Im Falle von Saddam Hussein war diese Blindheit, wie immer, selbstverschuldet. Sie lag in seiner Natur, aber auch in der Funktionsweise seiner Gewaltherrschaft. Saddam war sein eigener schlimmster Feind, denn er sorgte dafür, dass er in einer Scheinwelt anhaltender Erfolge lebte, glänzender Entwicklungen und wahrheitsliebender Gefolgsleute. Wenig oder nichts davon stimmte. Seine Schreckensherrschaft schnitt sich selbst ab von der Wirklichkeit. Gefiel die Botschaft nicht, so wurde der Bote exekutiert, die Familie bekam die Stücke zugeschickt – mit nachhaltigen Folgen für die Wahrheitsliebe der Höflinge. Am Ende kommandierte der Diktator Divisionen, die es längst nicht mehr gab, und vertraute auf Siegsmeldungen, die pure Phantasie waren. Wie weiß man das alles so genau?

Als die Panzer der US-Army Bagdad besetzten, fielen dem Pentagon nicht nur die Akten aus dem Kern des Regimes in die Hände. Es gingen auch hohe Militärs und Diplomaten ins Netz, die bereit waren zu reden. Daraus entstand eine Studie, die wie eine Röntgenaufnahme zeigt, wie eine Diktatur funktioniert oder eben nicht funktioniert. Deklassifizierte Teile daraus finden sich im Mai/Juni Heft der autoritativen Zeitschrift "Foreign Affairs".
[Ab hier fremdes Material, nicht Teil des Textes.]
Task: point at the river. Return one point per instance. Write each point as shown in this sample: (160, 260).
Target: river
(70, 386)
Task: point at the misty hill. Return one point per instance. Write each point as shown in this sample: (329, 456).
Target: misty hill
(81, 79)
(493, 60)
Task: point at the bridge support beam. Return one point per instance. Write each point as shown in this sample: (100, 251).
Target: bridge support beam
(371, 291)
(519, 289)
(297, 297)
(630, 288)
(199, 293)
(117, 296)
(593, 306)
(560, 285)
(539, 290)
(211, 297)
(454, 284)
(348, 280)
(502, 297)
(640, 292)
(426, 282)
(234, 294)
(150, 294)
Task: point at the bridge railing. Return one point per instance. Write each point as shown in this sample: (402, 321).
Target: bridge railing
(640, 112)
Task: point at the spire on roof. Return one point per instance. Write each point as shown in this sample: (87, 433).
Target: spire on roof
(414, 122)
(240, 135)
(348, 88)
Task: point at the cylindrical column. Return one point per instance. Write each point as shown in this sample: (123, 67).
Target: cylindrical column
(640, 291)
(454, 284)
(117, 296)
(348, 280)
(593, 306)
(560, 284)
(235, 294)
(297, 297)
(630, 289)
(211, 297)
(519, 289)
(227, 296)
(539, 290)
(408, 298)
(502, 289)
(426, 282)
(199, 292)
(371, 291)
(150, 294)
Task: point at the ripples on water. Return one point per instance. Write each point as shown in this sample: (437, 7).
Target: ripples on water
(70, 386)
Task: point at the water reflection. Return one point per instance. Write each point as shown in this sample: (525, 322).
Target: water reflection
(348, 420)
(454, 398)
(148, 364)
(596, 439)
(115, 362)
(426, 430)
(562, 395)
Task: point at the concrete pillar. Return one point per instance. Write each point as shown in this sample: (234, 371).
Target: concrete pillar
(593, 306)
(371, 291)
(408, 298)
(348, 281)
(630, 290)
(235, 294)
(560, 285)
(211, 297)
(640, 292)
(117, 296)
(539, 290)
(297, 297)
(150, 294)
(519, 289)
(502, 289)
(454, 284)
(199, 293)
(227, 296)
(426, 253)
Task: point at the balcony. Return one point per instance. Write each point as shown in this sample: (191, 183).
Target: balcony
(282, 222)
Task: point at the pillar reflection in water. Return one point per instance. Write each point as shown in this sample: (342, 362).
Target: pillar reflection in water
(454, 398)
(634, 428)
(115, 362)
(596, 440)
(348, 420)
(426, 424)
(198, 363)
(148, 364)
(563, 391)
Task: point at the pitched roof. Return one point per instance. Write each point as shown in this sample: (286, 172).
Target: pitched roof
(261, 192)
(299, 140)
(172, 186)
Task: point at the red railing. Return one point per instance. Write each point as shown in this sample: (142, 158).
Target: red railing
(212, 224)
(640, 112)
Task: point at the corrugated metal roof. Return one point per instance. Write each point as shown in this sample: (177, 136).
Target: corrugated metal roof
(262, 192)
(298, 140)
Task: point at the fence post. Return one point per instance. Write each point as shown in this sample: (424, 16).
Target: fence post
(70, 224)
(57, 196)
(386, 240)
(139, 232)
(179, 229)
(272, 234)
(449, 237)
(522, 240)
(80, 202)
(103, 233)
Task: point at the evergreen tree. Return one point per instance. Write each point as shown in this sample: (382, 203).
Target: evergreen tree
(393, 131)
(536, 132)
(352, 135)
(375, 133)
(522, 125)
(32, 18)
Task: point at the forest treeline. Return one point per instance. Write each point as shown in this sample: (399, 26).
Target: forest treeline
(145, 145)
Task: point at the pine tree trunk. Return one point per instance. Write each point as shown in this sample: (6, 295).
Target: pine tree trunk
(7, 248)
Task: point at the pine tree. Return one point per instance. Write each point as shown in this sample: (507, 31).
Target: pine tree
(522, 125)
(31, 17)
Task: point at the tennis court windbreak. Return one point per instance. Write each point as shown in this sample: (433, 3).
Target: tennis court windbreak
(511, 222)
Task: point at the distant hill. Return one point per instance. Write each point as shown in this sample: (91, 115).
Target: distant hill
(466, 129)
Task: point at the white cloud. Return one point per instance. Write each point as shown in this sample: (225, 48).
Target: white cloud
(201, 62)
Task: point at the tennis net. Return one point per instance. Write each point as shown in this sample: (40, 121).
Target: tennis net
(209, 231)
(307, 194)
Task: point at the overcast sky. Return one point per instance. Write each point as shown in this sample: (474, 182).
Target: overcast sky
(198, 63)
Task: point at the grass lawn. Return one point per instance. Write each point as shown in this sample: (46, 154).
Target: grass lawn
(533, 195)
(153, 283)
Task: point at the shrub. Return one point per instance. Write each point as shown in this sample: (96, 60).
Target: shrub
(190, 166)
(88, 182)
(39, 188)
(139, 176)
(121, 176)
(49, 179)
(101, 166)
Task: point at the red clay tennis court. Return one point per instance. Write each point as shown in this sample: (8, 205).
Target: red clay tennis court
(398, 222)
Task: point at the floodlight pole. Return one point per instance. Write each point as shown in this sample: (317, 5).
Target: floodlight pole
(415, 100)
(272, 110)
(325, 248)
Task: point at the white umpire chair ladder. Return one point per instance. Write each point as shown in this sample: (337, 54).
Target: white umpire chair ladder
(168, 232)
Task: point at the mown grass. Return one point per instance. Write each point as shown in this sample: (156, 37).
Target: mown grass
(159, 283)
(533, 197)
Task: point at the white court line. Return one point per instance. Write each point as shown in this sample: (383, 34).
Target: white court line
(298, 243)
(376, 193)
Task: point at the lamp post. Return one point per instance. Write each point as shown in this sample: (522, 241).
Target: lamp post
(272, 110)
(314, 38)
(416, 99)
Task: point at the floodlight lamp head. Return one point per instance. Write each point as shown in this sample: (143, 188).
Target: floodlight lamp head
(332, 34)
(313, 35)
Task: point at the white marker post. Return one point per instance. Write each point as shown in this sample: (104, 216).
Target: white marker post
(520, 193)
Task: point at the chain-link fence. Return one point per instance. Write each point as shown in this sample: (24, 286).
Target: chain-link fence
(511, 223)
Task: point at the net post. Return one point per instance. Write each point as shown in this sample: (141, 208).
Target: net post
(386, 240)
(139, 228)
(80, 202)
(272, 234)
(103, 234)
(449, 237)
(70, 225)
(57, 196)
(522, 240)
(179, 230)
Der Blitzkrieg des Frühjahrs 2003 kostete Saddam den Topjob im Irak. Bis zuletzt hatte er geglaubt, Frankreich und Russland würden im Sicherheitsrat verhindern, dass die amerikanische Kriegsmaschine losrollte. Sein Außenminister gar sagte ihm, Moskau und Paris hätten so große Finanzinteressen, dass Krieg schlechthin unmöglich sei. Der Diktator selbst hielt "Regimewechsel" für ausgeschlossen. Im übrigen verließ er sich auf die blumigen Lobreden, die bei jeder Gelegenheit dem Heldenmut seiner Truppen von ihren Kommandeuren gezollt wurden – wer hätte schon gewagt zu sagen, dass die Moral der Truppe noch schlechter war als ihre Ausstattung mit veraltetem Sowjetmaterial? In Saddams eigenen Worten: "Irak wird für die Amerikaner kein Picknick".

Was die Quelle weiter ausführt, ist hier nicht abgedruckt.